Most studies performed on sedated and mechanically ventilated patients have demonstrated the superiority of dynamic indices in predicting fluid responsiveness. However, very few published studies have been conducted in spontaneously breathing patients and most studies were performed on spontaneous breathing movements. The results of these studies showed a potential value of dynamic indices. However, validation of these indices requires further studies, comprising larger patient populations and comparative studies with static indices.
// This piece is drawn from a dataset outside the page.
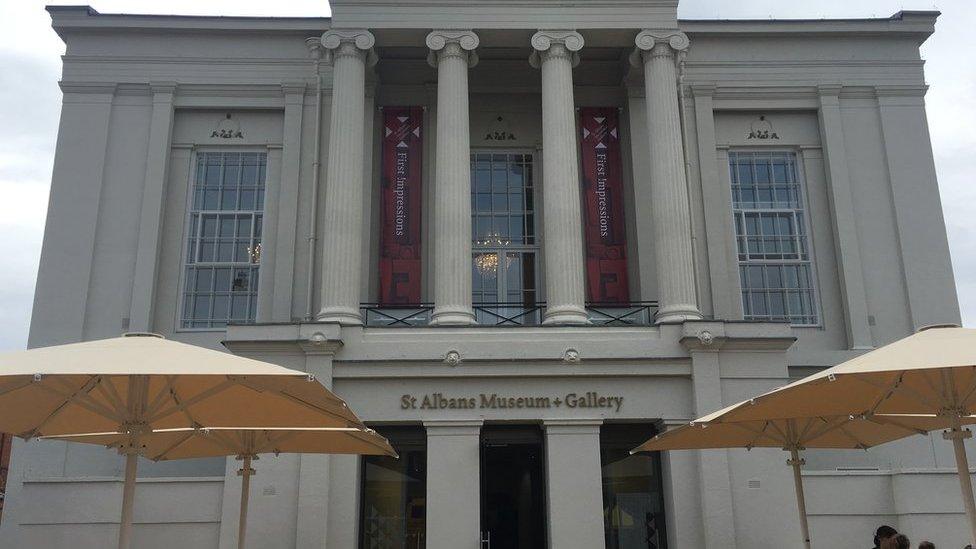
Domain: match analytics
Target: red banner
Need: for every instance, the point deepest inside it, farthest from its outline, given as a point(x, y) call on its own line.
point(400, 199)
point(603, 211)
In spontaneously breathing patients (with or without mechanical ventilation), the prediction of volume responsiveness can be a difficult challenge, in particular in those who have already been resuscitated in the preceding hours or days and in whom continuation of fluid infusion carries risks of pulmonary edema. In these cases, static markers of cardiac preload are generally in the normal range and are rarely helpful for determination of volume responsiveness. Since absolute measures of preload cannot be used effectively to assess volume responsiveness, more dynamic tests need to be employed to improve the utility of these measures. Because of the presence of spontaneous breathing, the indices of volume responsiveness that use heart-lung interactions, such as respiratory variation in arterial pressure and in stroke volume are no longer reliable. Careful analysis of the hemodynamic consequences of passive leg raising using real-time aortic blood flow monitoring may be helpful for predicting the beneficial effects of volume administration. In the most difficult cases, a fluid challenge strategy can still be applied provided that clinicians carefully follow the recommended rules in terms of the type of fluid, rate of infusion, clinical end-points, and safety limits in order to minimize the risks of fluid overload.